Sunday, November 8, 2009

Math Abdicates the Ego

There's this French club, founded in the 60's, for writers, The Oulipo, where artists developed all these weird constraints and limitations in order to help their writing find a new or bizarre voice. Members include Italo Calvino, Georges Perec and Raymond Queneau. Oulipo stands for “Ouvroir de Littérature Potentielle/Potential Literature Workshop.” They were fans of things like lipograms (works excluding such and such letter [lipogram in e, lipogram in g]), palindromes, Snowball (A poem in which each line is a single word, and each successive word is one letter longer) and, my personal favorite, the n+7. This is a poem in which the author takes an old poem and replaces each noun with a noun seven dictionary entries away form the first.

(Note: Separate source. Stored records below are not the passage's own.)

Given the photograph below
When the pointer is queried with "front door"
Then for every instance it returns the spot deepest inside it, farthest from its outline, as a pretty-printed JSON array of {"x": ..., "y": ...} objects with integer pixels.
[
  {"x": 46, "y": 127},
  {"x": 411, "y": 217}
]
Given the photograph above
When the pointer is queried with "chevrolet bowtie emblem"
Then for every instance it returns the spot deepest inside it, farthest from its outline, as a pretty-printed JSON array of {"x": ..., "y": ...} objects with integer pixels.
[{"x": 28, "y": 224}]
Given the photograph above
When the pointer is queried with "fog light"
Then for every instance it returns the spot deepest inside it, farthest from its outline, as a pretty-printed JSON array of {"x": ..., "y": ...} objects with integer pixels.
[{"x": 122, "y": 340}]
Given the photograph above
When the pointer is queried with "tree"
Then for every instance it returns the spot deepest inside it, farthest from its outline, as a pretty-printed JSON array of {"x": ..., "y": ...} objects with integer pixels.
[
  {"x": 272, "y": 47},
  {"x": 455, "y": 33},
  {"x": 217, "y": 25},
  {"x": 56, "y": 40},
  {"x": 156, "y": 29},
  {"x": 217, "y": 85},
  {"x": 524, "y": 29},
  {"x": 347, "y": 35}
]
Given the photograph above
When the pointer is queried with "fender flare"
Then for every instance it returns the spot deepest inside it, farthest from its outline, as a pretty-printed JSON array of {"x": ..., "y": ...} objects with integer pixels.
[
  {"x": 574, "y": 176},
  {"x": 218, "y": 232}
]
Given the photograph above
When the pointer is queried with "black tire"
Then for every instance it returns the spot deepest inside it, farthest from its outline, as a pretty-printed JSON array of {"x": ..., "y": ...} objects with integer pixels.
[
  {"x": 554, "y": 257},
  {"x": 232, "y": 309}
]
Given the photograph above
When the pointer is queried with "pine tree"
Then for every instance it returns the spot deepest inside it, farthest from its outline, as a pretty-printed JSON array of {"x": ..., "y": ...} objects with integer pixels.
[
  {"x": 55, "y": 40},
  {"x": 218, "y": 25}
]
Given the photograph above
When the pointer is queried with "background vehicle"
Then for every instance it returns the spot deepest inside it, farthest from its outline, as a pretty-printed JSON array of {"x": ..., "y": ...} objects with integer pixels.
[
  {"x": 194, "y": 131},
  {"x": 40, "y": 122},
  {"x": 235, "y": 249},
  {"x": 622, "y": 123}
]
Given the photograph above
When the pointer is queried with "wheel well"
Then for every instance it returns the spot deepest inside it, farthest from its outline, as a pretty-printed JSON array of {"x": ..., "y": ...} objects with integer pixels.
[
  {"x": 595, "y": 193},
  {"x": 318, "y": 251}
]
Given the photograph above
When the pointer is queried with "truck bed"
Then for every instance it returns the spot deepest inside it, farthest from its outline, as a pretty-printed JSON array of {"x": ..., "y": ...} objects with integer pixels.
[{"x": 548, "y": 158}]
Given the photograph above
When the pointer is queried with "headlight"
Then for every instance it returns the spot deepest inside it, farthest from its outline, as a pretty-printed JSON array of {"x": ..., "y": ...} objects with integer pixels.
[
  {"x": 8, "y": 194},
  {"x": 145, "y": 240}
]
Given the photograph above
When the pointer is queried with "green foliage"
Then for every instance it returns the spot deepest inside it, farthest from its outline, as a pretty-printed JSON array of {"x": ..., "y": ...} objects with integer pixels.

For example:

To see a World in a Grain of Sand
And a Heaven in a Wild Flower
Hold Infinity in the palm of your hand
And Eternity in an hour.

becomes

To see a Worm in a Grampus of Sandblast
And a Hebe in a Wild Flu
Hold inflow in the palsy of your hangar
And Ethos in an housefly.

I find something really fascinating about this technique in that there is nothing the author adds to the poem whatsoever, outside of implementing the function. Some results are really astounding, but mostly the technique pumps out lines of poetry (or potential prose) that are mathematical functions that are, in the realm of art, beyond chaotic. It's brilliant, really. The process yield's strange, original lines that only a computing machine could create. I'm reminded of Deep Blue versus Kasparov. This was the fateful chess match between the world champion and the IBM computer. Kasparov claimed that the computer used moves that no one could have predicted: moves that were so strange and bizarre that it was nearly impossible to play as he ever had before. Maybe the age of artistic computers isn't so far off. Our art may be made up of simpler functions than we think.


Considering the beautiful world of fractals and other indifferent, mathematical art, maybe it is time for us to make some room for the robot da Vinchi?